Michel Salard, victime de l'amiante. — P. MAGNIEN / 20 MINUTES

Michel Salard a désormais tout le temps pour profiter de sa terrasse ensoleillée de Port-de-Bouc (Bouches-du-Rhône). Mais ce lieu lui rappelle trop de mauvais souvenirs. Pendant dix-neuf ans, c'est précisément sur cette terrasse que sa femme a secoué ses bleus de travail pour en faire tomber les poussières d'amiante avant de les passer en machine. « Elle a tout respiré. Elle est morte le 1er novembre d'un cancer de la plèvre après trois années de souffrance », raconte l'octogénaire. Chef d'équipe dans l'usine Eternit Caronte-Martigues pendant vingt-deux ans, Michel Salard n'a pas découvert ce problème l'an dernier. « J'étais membre du comité central de sécurité de la boîte, poursuit-il. Je me suis battu pendant vingt ans pour que l'on dispose d'une laverie. » Dans l'atelier, la fibre blanche voletait partout. Sur les habits. Dans les cheveux. Jusqu'à l'intérieur de la bouche et des narines. « J'avais six gars sous mes ordres.
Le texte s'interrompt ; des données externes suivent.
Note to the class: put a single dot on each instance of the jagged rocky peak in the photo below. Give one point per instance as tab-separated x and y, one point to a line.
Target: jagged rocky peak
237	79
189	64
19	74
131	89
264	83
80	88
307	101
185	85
Ils étaient chargés de redécouper les plaques d'isolant cassées. » Quand on lui demande s'il a encore des contacts aujourd'hui, le vieil homme répond du tac au tac : « Bien sûr ! Je passe les voir régulièrement au cimetière. Ils sont tous morts ! » Michel, lui, est atteint de plaques pleurales. « J'attends maintenant la bronchite et le cancer… »V. V.